Había una vez una niña con el ojo derecho negro como la noche y el ojo izquierdo plateado como la luna. Pero por el ojo oscuro veía el mundo brillante y por el ojo brillante, no veía más que oscuro. Tenía un padre bondadoso de ojos negros y una madre que vivía en el cielo, o eso le decían. La niña nunca había visto sus ojos, pero los imaginaba blancos y brillantes como el suyo, A veces creía ver los ojos de su madre por la noche, indistinguibles de dos estrellas, mirándola desde lejos.
La niña de los ojos antónimos estaba enamorada. Suspiraba por un compañero, aunque no se veían mucho, pues a veces el temor de salir lo impedía. Sin embargo ella, lo quería más cuanto menos lo frecuentaba, pues su mente lo pintaba con más virtud y más belleza de la que en realidad tenía. La niña lo extrañaba por las noches, la niña lo extrañaba por los días. Por su parte el niño se acordaba de ella solamente cuando la veía.
Una de esas noches, cuando la niña estaba por dormir y el padre estaba fuera de casa, en el cielo surgió un resplandor con el atrevimiento de brillar más que la propia luna, y no conforme con esto tuvo la impertinencia de interrumir el silencio de la noche con un rugido que rompió un par de ventanas. La alarma de la ciudad, no se quedó callada, por consiguiente, la niña obedeció, como le habían enseñado y se puso en dirección al refugio subterráneo. Sin embargo, en el camino pudo observar que en la calle habían más escombros de lo acostumbrado. Además, se escuchaban gritos, también se escuchaban llantos. Asustada, por instinto fue a ver de lejos la casa de su amado y encontró que fuego salía por uno de sus lados. Con el corazón en la mano se dirigió ahí sin pensarlo, pero antes de llegar apareció el resplandor frente a ella y la tiró a un costado.

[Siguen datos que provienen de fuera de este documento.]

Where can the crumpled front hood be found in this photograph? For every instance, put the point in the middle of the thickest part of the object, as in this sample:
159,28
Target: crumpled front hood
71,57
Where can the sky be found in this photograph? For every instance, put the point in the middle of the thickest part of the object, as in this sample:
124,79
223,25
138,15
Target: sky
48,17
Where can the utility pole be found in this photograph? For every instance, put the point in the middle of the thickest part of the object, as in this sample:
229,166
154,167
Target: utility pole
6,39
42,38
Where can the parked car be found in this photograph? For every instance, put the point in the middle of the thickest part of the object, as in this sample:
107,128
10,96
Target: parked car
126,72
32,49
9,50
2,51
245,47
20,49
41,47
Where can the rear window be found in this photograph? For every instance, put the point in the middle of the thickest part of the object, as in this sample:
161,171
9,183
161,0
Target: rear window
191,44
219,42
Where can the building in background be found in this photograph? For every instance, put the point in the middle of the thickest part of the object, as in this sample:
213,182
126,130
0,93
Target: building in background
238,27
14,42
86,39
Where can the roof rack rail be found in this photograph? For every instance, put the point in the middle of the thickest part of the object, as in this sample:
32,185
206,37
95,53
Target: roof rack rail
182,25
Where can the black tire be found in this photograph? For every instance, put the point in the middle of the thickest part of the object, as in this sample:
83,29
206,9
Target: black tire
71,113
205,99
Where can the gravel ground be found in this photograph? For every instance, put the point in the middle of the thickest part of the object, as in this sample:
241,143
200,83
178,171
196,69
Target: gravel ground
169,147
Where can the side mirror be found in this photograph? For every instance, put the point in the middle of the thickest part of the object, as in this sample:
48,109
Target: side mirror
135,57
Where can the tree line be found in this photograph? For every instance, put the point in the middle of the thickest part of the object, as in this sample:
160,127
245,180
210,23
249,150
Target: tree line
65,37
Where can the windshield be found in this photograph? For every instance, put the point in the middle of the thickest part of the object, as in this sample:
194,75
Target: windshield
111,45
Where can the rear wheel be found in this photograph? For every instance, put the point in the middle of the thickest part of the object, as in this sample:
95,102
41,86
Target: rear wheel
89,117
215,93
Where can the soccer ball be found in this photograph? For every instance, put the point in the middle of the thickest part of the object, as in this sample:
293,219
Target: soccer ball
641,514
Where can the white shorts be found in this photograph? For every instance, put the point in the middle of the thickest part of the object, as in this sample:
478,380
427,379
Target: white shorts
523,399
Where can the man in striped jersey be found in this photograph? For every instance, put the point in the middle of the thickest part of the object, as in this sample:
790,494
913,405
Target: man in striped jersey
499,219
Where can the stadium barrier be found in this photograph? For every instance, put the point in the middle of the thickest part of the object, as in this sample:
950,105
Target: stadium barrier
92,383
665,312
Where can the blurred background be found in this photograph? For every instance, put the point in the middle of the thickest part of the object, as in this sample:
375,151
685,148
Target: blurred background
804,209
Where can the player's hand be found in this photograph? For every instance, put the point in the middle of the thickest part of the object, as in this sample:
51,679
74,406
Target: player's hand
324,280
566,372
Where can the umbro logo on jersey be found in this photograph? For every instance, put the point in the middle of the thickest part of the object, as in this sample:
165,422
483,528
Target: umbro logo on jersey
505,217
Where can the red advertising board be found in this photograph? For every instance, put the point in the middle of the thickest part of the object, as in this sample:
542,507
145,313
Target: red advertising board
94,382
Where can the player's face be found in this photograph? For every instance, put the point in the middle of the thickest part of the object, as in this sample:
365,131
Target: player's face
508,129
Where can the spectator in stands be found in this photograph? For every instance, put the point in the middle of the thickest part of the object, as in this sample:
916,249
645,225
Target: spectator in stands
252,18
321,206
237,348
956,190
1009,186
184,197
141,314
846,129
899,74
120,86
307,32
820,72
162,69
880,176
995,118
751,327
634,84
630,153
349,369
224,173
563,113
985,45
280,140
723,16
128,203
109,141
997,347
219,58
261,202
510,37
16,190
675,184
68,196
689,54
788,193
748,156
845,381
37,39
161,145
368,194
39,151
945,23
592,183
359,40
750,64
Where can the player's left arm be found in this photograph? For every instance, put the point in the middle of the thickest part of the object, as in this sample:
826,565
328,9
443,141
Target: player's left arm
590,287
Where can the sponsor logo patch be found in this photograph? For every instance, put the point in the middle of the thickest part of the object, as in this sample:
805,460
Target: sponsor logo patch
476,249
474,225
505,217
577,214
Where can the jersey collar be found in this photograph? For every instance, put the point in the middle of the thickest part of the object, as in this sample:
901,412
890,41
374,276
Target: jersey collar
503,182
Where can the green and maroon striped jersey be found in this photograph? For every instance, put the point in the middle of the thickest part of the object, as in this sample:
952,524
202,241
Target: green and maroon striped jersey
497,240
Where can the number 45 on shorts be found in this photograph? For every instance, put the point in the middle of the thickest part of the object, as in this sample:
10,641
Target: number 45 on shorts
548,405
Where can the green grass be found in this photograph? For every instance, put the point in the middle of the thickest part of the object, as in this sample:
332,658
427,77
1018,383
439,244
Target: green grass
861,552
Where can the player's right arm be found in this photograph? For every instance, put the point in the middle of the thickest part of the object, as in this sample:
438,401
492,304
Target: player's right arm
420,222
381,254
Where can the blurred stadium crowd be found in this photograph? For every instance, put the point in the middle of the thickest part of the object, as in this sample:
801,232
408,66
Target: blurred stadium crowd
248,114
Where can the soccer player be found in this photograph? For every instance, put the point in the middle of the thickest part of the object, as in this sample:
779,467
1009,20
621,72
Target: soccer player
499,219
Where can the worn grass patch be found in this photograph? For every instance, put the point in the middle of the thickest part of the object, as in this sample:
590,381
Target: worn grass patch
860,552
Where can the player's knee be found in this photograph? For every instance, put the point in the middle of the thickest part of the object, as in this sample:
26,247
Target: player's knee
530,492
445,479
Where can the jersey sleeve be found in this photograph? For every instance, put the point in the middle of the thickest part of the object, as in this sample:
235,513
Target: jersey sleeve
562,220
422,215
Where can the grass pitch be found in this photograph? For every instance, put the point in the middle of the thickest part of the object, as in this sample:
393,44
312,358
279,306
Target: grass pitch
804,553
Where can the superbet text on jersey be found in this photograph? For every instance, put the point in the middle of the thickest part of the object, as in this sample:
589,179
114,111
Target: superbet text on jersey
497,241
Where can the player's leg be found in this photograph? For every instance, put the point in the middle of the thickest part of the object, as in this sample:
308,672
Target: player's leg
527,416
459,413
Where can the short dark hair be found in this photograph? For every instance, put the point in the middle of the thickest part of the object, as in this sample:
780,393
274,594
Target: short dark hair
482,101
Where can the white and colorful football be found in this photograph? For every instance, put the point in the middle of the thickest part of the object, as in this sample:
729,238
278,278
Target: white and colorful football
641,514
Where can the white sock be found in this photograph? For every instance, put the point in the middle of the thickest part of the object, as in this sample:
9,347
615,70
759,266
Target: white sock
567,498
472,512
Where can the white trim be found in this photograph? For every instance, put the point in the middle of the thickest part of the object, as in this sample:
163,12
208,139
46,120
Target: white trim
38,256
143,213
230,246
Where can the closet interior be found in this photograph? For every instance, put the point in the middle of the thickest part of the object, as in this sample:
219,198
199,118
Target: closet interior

Se hizo de día de repente, veía todo más claro, aunque no conseguía distinguir exactamente dónde estaba. Escuchaba un zumbido, pero levemente escuchaba una voz que la llamaba, era la voz de su compañero más preciado. Daba pasos hacia la voz, pero al tenerla al lado, no pudo verlo ahí y, por su parte, el niño se quedó callado. Él la miraba aterrado, veía que la niña intentaba encontrarlo, intentaba llegar a él extendiendo los brazos. Se dio cuenta que tenía la mirada perdida, que no miraba nada, y que ya no tenía solo uno, sino dos ojitos de plata. El niño dio un paso hacia atrás, guardando silencio y vio con miedo cómo la niña daba un paso hacia él y con un delicado gesto llegó a alcanzar con sus dedos el cuaderno que él tenía sujetado en una de sus manos. Posteriormente, escuchó sin moverse que la niña leía de su cuaderno una página en blanco.
Y la niña leía:
Guarda tu corazón,
que es tu tesoro más valioso,
pues será tu luz y tus ojos
en tu camino valeroso.
Al terminar estas palabras, el niño se dio la vuelta y escapó sin mirar atrás, dejando a la niña de los ojos de plata con el cuaderno entre sus manos, quien continuaba leyendo las páginas vacías con una sonrisa en el rostro y con lágrimas brillantes como estrellas que salían de sus blancos.